“Anyone have any questions?” His head swiveled around the room. He had very open and honest eyes. The kind of eyes that could see into your heart, if you weren’t careful. Everybody was decidedly careful. It wasn’t that they didn’t have opinions. It was that they didn’t have opinions they wanted to share. Everybody smiled. These weren’t necessarily smiles of approval. These were the smiles of heavyweight fighters that survived twelve losing rounds. These were the smile of children, who secretly feed asparagus to the dog. These were the smiles you give waitress, after she spills your drinks.
There is a very inspiring Dr. Pepper commercial that touts the slogan “1/1”. The commercial shows glimpses of millennials doing new and different things. They are engaged in activities that are unconventional. They are doing things that don’t necessarily fit the stereotype. What is so inspiring about the commercial is the idea that we are all unique. One in a million is not so special in a world of billions. But one of one, now that’s special.

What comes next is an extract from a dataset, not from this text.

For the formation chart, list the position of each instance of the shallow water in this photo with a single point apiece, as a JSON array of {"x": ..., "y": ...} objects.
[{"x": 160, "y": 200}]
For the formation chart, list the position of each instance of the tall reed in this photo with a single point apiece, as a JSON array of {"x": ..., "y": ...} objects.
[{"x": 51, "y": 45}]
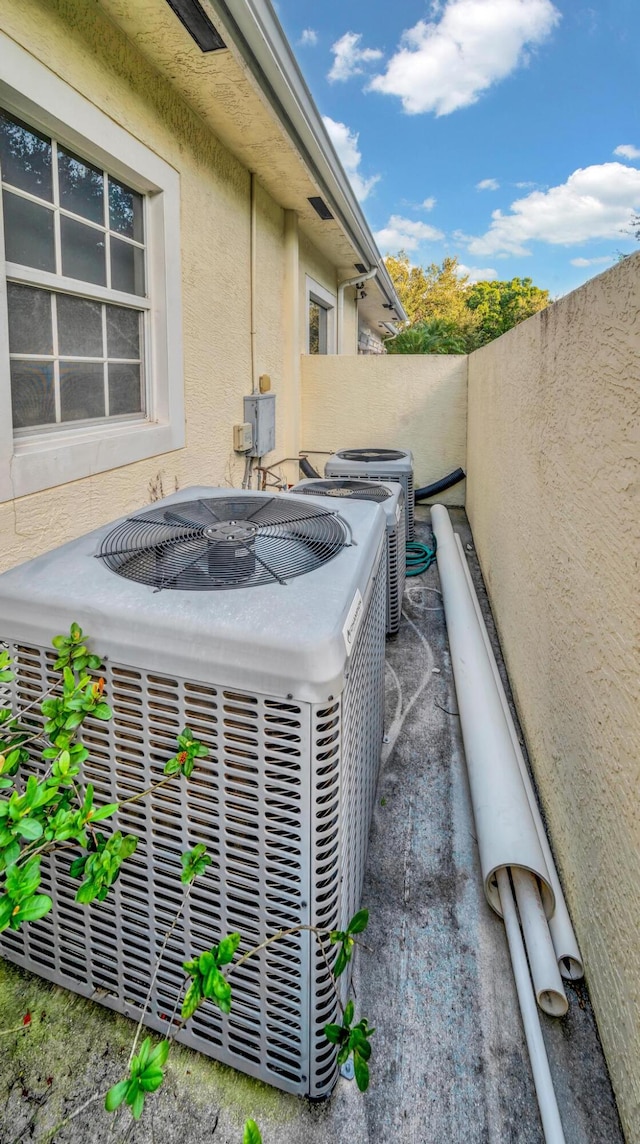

What struck me about this brilliant commercial is the message. The Dr. Pepper commercial isn’t creating a new social concept. They are merely reflecting where our society is. Being one of one is thought to be better than being one of many. One of many implies conformity. One of one implies uniqueness. The message is liberating and clear. Individuals no longer have to find a way to fit society. Society has to find a way to fit the individual. Martin Luther King would be proud!
Unfortunately, not everyone got the memo. For most groups, companies, corporations and teams, the message flew right over their inflated heads. Most of corporate America is trying to fit a square peg into a not so square hole. They are building “one of many” organizations with “one of one” individuals. It’s not purposeful or malicious, they just don’t get it. If kids grow up believing that they are one of one, why are we creating companies that depreciate individuality? Our schools are constructed primarily for the large part of the bell curve, not for the one of one.
If Copernicus just smiled and nodded, the sun would miraculously still orbit the earth. If Steve jobs didn’t speak up, you wouldn’t be reading this on your smartphone. If what we should think is always different than what we are thinking, then our ability to innovate is lost. Our companies’ ability to innovate will be squandered. Our society’s ability to innovate will be weakened.
If promotions hinge on compliance, if grades depend on conformity, if employers require acquiescence, we will not succeed. Thinking right does not mean thinking alike. The people and companies and teams and employees that are able to capture the minds of the “one of ones” will help to create a bold new world where the sun doesn’t revolve around the earth.